As long as the value of this measure is much lower than the value of the processes setting in the database parameter file, the node will be able to handle the process load.

Processes utilization percentage :

Of the maximum number of processes this node can handle, what percentage is currently active on this cluster node. 

 

Percent

Ideally, the value of this measure should be low. If this measure value is close to 100%, it could mean that the node is about to exhaust its processing limit and may not be able to handle any more processes. On the other hand, if the value of this measure is consistently high for a cluster node, then check the processes setting in the database parameter file to figure out whether/not the node has been configured with adequate processing capability. If this check reveals that the node has been configured with a limited number of processes than it can handle, you may want to increase the processes setting to suit the node’s capacity.

Session utilization :

Indicates the number of sessions that are currently active on this node.

Number

As long as the value of this measure is much lower than the value of the sessions setting in the database parameter file, the node will be able to  handle the session load. If the value of this measure is unusually high for any cluster node, then compare the value of this measure across nodes to figure out whether/not load is uniformly distributed across all cluster nodes. If session load on most of the cluster nodes is high, then the sudden increase in session load could be attributed to an unavailable cluster interconnect. Because of the unavailability, the cluster service may not have been unable to contact the affected cluster node and may have been compelled to distribute the load amongst the remaining cluster nodes. This may have caused load on the other nodes to suddenly increase. To confirm this, check the value of the Interconnect availability percentage measure of all nodes.

On the other hand, if no interconnect is unavailable, and if Session utilization is abnormally high on a particular node only, it could mean that that node is indeed overloaded.

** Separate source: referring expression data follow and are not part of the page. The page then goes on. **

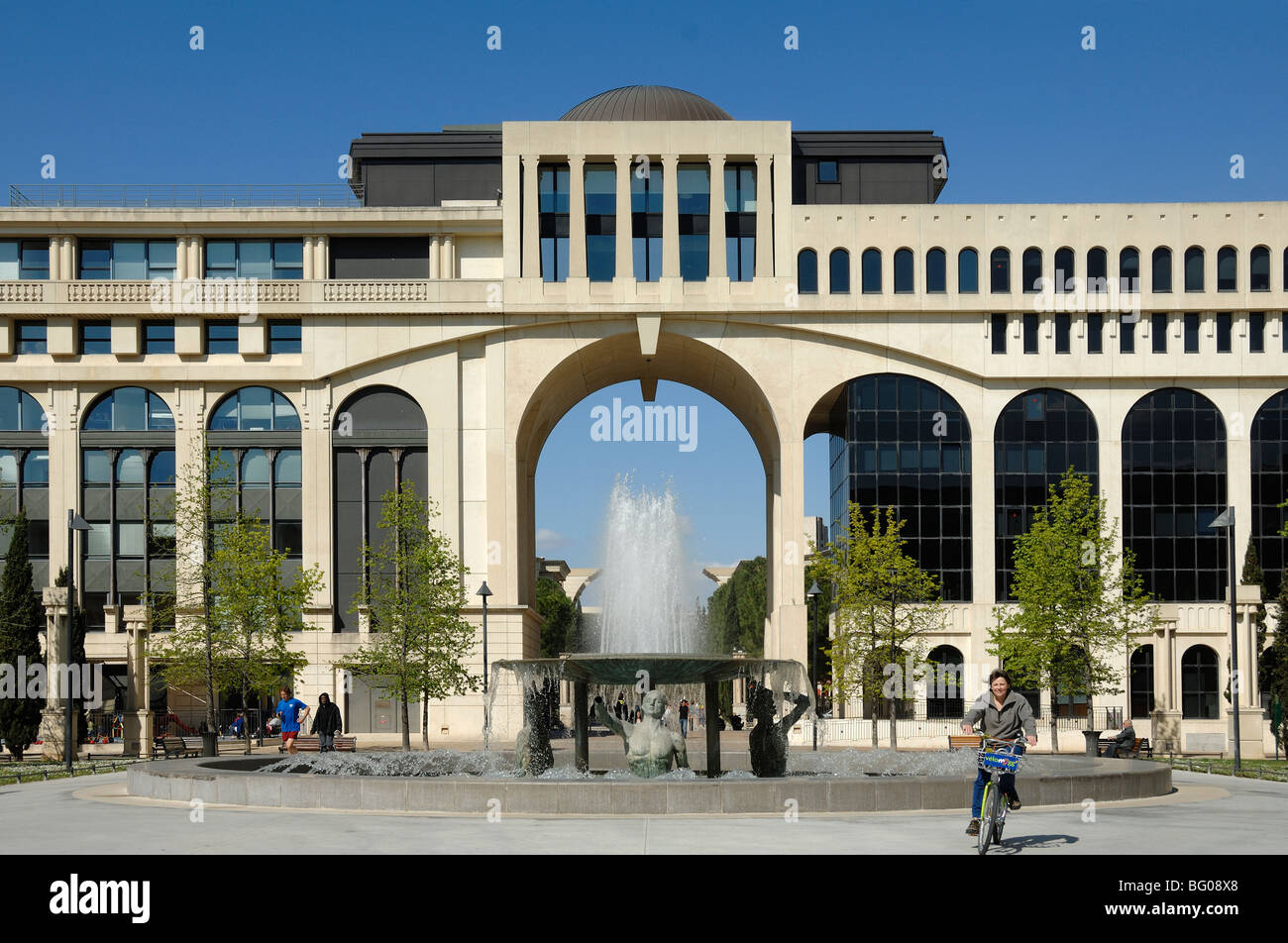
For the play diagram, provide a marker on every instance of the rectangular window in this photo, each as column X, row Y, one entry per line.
column 283, row 337
column 1158, row 331
column 31, row 337
column 1061, row 333
column 999, row 333
column 158, row 337
column 220, row 337
column 95, row 337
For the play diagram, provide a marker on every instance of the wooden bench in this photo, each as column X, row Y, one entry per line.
column 1138, row 747
column 309, row 745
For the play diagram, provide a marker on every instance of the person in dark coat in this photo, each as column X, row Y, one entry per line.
column 326, row 724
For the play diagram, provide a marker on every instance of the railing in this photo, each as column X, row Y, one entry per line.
column 184, row 195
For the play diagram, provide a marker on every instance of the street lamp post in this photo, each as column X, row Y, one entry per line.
column 814, row 592
column 1225, row 521
column 75, row 524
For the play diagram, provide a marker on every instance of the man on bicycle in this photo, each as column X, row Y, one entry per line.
column 1005, row 715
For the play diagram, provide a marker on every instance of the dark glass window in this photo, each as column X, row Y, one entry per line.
column 1061, row 333
column 158, row 337
column 1162, row 269
column 907, row 445
column 283, row 337
column 1000, row 270
column 936, row 272
column 1128, row 270
column 1192, row 333
column 1141, row 681
column 903, row 268
column 220, row 337
column 806, row 272
column 1031, row 265
column 838, row 262
column 1227, row 268
column 1258, row 265
column 31, row 337
column 871, row 270
column 1173, row 485
column 95, row 337
column 967, row 272
column 1038, row 436
column 1201, row 688
column 1158, row 331
column 1194, row 269
column 1095, row 333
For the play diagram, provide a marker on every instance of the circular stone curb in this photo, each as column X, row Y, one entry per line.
column 233, row 783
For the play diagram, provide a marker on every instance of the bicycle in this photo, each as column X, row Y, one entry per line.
column 992, row 814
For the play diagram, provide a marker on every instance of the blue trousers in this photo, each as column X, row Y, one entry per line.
column 982, row 780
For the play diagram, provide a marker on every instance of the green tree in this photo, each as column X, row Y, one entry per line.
column 884, row 604
column 416, row 591
column 1077, row 602
column 21, row 622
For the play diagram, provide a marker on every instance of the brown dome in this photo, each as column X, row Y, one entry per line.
column 647, row 103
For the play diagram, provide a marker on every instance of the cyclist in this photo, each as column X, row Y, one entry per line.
column 1005, row 715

Session utilization percentage :

Of the maximum number of sessions this node can handle, what percentage is currently active on this cluster node. 

 

 

Percent

Ideally, the value of this measure should be low. If this measure value is close to 100%, it could mean that the node may not be able to handle any more sessions. On the other hand, if the value of this measure is consistently high for a cluster node, then check the sessions setting in the database parameter file to figure out whether/not the node has been configured with adequate session-handling capability. If this check reveals that the node has been configured with a limited number of sessions than it can handle, you may want to increase the sessions setting to suit the node’s true capacity.